Il n'existe pas de test de dépistage systématique recommandé pour les hommes en population générale. Cependant, un homme présentant des symptômes (verrues, lésions) doit consulter. Les hommes ayant des relations sexuelles avec des hommes (HSH) peuvent discuter avec leur médecin de la possibilité d'un dépistage anal, notamment s'ils sont immunodéprimés.
5. Comment bien nettoyer un sextoy pour éviter la transmission du HPV ?
Pour une hygiène optimale : 1) Lavez-le à l'eau tiède et au savon doux après chaque utilisation. 2) Désinfectez-le régulièrement avec un produit adapté (vérifiez la compatibilité des matériaux). 3) La règle d'or pour le partage : utilisez un nouveau préservatif sur le sextoy pour chaque partenaire. Cela vaut aussi pour le passage d'une zone anale à une zone vaginale.

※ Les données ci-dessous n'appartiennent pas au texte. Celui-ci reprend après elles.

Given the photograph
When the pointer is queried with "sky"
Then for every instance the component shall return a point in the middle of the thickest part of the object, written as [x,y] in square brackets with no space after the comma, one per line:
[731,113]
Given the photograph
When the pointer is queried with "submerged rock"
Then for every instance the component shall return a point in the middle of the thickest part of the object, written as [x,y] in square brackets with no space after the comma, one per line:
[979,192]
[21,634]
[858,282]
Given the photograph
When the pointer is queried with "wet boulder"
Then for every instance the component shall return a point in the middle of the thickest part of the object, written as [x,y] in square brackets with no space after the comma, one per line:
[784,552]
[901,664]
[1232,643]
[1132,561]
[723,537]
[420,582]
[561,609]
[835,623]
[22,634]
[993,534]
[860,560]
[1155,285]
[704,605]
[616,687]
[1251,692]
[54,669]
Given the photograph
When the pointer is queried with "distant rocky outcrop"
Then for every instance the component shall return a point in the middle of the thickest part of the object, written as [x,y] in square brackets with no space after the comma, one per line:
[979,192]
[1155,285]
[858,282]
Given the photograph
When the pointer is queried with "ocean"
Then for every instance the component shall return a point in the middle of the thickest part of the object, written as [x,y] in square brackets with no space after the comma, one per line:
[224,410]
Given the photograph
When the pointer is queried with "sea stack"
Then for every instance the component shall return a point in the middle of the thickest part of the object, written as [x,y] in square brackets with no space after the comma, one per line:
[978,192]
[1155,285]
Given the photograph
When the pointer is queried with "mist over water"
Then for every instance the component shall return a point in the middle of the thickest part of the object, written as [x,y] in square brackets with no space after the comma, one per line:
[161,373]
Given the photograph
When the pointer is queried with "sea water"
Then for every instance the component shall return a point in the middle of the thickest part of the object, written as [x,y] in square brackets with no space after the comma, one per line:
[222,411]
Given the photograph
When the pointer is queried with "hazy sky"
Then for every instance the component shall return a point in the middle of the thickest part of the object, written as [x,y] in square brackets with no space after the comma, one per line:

6. J'ai plus de 30 ans et je ne suis pas vacciné(e), est-ce trop tard ?
Non, ce n'est pas forcément trop tard. Parlez-en à votre médecin. La vaccination peut présenter un intérêt en "rattrapage" jusqu'à 26 ans (et au-delà dans certains cas, selon votre situation). Même si vous avez pu être exposé(e) à certains types de HPV, le vaccin peut vous protéger contre les autres types qu'il couvre et que vous n'auriez pas encore rencontrés.